Guardian General successfully rolled out their modernized core system (rebranded as ‘WebSTAR’) within months of using Profound UI, and the response from both business and technical users has been overwhelmingly positive.
“Prior to modernizing, our developers and end users felt like they were working on an old platform,” said Esdale. “Now recruiting technical staff is much easier, and the time it takes to train new employees on applications has been cut by at least 20%.”
Not only is the new web-based interface more intuitive to business users, Esdale’s team has made significant feature improvements to the original applications.
“Now that we’re not restricted to 24×80, we have more space to be creative with how users interact with the application,” he explains. “We’ve reduced the number of screens in our applications by using tab panels, added graphs and maps, included a notes panel where users can add information to
a record, and integrated the whole package with Profound Logic’s Atrium tool to create a centralized navigation system.

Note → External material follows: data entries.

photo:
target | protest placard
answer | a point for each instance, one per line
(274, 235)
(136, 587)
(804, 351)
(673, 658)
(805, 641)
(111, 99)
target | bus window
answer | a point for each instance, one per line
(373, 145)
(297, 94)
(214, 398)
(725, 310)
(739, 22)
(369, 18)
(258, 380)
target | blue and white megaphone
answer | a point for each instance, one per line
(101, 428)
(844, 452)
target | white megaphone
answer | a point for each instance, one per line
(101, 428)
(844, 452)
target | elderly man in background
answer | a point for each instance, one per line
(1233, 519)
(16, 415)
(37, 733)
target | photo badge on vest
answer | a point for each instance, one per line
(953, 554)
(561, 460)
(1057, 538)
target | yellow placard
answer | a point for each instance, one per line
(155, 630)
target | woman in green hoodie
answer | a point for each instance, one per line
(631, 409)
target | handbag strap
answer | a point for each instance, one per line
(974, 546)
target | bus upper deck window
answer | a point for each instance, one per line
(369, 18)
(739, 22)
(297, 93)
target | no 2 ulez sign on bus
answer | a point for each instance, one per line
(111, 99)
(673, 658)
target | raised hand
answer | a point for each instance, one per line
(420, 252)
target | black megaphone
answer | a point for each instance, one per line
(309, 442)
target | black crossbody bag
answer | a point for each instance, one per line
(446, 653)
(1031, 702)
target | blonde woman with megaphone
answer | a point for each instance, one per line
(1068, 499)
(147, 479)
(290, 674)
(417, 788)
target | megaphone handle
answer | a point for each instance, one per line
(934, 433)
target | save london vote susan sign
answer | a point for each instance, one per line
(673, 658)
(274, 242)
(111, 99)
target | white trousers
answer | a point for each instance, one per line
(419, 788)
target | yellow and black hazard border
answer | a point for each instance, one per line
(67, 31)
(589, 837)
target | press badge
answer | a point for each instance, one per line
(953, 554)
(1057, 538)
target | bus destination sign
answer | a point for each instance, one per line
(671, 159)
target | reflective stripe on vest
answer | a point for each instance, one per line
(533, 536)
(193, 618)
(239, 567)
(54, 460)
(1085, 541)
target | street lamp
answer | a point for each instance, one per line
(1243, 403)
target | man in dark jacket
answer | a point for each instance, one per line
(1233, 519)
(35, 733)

Users can work with the WebSTAR system as they would any Windows-type application, which makes them much more efficient. And many of them have no idea that they’re using an application that runs on the IBM i!”
Today, Guardian General uses a combination of Profound Logic tools to address modernization, web services and centralized, role-based navigation: Profound UI, Genie, RPGsp and Atrium. These integrated tools enable Esdale’s team to not only make improvements to WebSTAR now, but to plan future enhancements, such as mobile applications.
“Now recruiting technical staff is much easier, and the time it takes to train new employees on applications has been cut by at least 20%.”